Demain et Après

Dans un besoin de quête de sens, après un travail de reconnexion à la nature et la rencontre d’un infatigable colibri posé sur l’épaule d’un paysan philosophe, emportée par une grande spirale multicolore sur laquelle couraient encore un dragon et son cornac australien plein de verve, j’ai entendu conter Demain. Mais comment être dans le présent, ici et maintenant, alors qu’un coup de gong, une respiration, m’ont déjà projetée vers Après.

Ma tête bourdonne de conseils. Ma vision se noie de chemins enchevêtrés qui brouillent l’horizon. Ni le temps du tri, ni du choisi, ni du réfléchi. C’est un brouhaha, c’est le monde entier qui parle, et dit et redit de voix en voix à mes oreilles. Le son qui rebondit et mêle les messages, paysans d’ici sauvés par la distribution qui ailleurs dicte ses prix, déclarations qui enflamment la relocalisation de nos industries, grande vague d’emplois en vue ou typhon du chômage, le monde découpé en corporations, ici les matières premières, là le tourisme, là-bas, plus loin, l’industrie et partout la finance. Il y a peu ce plus loin était mieux, les tankers, les grands porte-containers, les avions qui tournent autour de la terre.

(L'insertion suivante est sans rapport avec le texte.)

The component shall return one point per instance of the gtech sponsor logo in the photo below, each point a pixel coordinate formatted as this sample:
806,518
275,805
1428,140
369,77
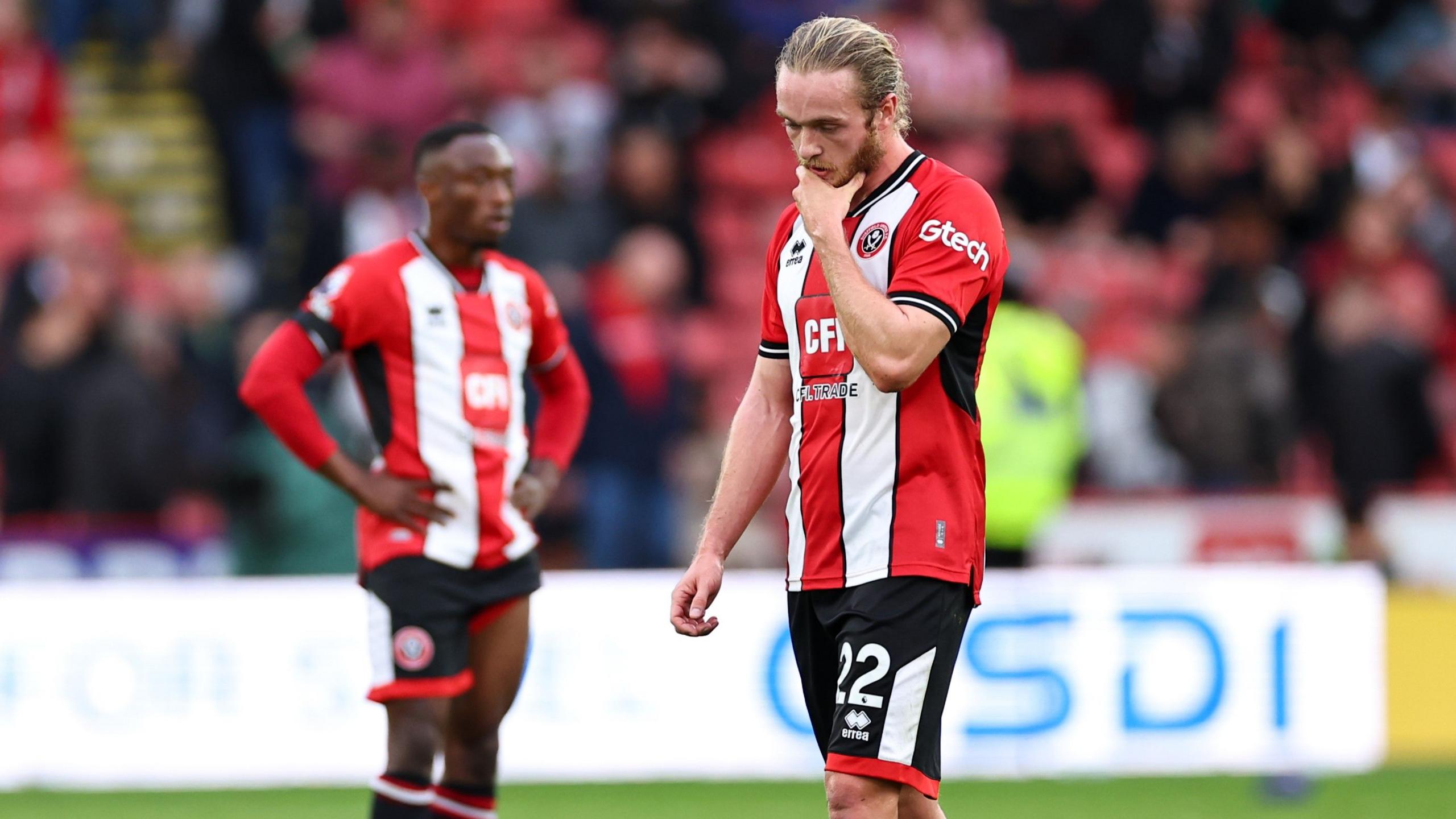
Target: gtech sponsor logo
945,232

En un clin d’œil, tu es là et demain tu seras ailleurs, la mode était au monde tout entier avalé plusieurs fois. « Let’s be global » était le message qui résonnait partout, avec ses étendards brillants, le monde selon Gap. Aujourd’hui, le message serait plutôt : « sorrow floats », cette tristesse latente qui imprègne l’air d’une fin de règne. Loin de s’en imprégner, ceux qui flattent encore cette ère essoufflée, avec la même vigueur clament aussi que le temps du changement radical est venu, ils avancent fiers, et masqués, le verbe haut qui dit relocalisation, circuits courts, tous paysans , plus d’écologie. Ils acclament sans vergogne ces héros en blanc qu’ils privaient de ressources avant-hier seulement. Les poches s’ouvrent, la dette ne compte plus, foin des règles communautaires, des indices, de l’inflation, le possible le redevient. La magie est au bout de leurs mots, les cours de bourse sont au niveau du sol et pourraient même se transformer en sillons stériles. Qui sortira vainqueur de cette guerre sans véritable ennemi ? La microscopique particule serait en train de nous mettre à mal, mais qui de la particule ou de l’humain est responsable ? Haro sur la particule, car de héros nous aurions besoin alors que notre monde bascule par manque de soin !

Demain ou Après, et après-demain, que restera t’il de ces émois, de la verve enflammée mais sans foi. Notre monde n’a besoin ni de hérauts bruyants, ni de héros clinquants, mais d’humains conscients, humbles et audacieux dans leur simplicité, avec pour seul guide l’intention en toute action, de mettre la vie au centre.